En un hecho inédito tras siete años de lealtad absoluta, el Partido del Trabajo (PT) votó de manera diferenciada y frenó la intención de Morena de adelantar la revocación de mandato presidencial al 2027. La postura de los seis senadores petistas impidió que el oficialismo alcanzara la mayoría calificada necesaria, dejando a la presidenta Claudia Sheinbaum sin la posibilidad de aparecer en la boleta o intervenir en el proceso electoral intermedio.

Al quedar fuera el cambio al artículo 35 constitucional, el llamado Plan B fue aprobado únicamente en lo general, limitándose a aplicar tijeretazos presupuestales a instituciones clave. La reforma ahora obliga a un recorte del 15% al presupuesto del Senado entre 2027 y 2030, equivalente a 765 millones de pesos, y pone un tope de gasto a los Congresos locales del 0.70% respecto a los ingresos estatales.
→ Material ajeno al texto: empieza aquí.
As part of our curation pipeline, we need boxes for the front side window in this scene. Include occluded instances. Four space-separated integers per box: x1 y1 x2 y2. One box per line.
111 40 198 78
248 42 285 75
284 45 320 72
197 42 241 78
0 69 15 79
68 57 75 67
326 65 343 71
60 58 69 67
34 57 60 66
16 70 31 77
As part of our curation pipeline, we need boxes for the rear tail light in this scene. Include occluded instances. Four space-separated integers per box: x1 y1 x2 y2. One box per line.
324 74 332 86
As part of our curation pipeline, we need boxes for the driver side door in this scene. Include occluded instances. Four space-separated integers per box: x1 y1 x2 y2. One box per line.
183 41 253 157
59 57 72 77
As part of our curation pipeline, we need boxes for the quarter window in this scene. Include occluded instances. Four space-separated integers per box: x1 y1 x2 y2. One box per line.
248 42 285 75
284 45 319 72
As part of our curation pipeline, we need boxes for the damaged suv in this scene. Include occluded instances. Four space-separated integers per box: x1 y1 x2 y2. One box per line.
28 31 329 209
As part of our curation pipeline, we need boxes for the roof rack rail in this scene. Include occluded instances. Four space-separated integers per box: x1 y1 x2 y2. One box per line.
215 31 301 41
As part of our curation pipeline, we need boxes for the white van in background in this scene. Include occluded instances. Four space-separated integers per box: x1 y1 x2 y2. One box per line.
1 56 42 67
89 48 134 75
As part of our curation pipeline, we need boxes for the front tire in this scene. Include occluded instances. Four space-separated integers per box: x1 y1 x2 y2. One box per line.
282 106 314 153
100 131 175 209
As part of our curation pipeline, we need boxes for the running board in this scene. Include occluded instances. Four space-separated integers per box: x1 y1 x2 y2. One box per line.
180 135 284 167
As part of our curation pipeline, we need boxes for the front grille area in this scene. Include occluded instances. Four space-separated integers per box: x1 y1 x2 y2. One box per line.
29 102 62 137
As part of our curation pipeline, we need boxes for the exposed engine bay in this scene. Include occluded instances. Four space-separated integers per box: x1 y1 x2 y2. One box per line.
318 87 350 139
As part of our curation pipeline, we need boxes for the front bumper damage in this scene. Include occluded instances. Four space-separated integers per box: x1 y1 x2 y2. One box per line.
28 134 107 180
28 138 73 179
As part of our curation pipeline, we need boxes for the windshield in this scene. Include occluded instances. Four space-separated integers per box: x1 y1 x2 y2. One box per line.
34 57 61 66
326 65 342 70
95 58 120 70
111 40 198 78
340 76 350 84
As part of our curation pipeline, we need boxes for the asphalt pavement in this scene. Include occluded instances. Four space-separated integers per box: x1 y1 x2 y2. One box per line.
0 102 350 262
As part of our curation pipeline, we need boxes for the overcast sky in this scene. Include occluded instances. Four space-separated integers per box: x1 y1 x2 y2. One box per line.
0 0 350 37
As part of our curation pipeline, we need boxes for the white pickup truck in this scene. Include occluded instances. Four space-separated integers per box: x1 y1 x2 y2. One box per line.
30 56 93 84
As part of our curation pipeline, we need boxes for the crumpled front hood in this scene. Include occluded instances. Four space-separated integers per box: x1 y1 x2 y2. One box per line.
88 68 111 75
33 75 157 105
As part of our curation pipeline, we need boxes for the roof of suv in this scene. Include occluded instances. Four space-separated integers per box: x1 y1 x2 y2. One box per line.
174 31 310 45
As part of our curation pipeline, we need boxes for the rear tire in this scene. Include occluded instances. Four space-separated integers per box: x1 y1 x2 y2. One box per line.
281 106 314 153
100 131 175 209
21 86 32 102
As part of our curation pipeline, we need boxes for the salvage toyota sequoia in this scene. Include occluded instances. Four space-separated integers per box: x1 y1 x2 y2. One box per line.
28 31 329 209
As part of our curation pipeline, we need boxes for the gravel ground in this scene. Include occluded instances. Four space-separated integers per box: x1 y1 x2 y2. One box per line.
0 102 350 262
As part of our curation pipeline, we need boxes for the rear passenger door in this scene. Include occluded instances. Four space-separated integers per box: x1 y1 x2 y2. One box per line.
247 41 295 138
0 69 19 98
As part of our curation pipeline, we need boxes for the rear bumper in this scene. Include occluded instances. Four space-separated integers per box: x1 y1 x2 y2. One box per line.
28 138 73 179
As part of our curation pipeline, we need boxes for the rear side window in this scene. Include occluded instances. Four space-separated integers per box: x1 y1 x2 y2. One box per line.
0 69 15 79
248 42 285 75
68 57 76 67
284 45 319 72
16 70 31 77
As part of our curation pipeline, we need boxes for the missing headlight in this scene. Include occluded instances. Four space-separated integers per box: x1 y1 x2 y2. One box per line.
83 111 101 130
El golpe del PT no solo desbarató la estrategia política de Palacio Nacional, sino que también impuso una reducción forzosa en la estructura de los ayuntamientos, limitándolos a una sindicatura y máximo 15 regidurías. Asimismo, se concretó el ajuste salarial en el INE y el Tribunal Electoral para que ningún funcionario perciba más que la Presidenta, cumpliendo con la narrativa de austeridad pero perdiendo la batalla central del control electoral.

Esta fractura en el bloque oficialista evidencia que el acompañamiento ciego al Ejecutivo tiene límites cuando se trata de las reglas del juego democrático. Al negarle a la mandataria el derecho de llamar al voto en 2027, el PT no solo protegió la equidad de la contienda, sino que demostró que el control del Congreso ya no es un cheque en blanco, forzando a Morena a conformarse con una reforma administrativa en lugar del cambio político que buscaban.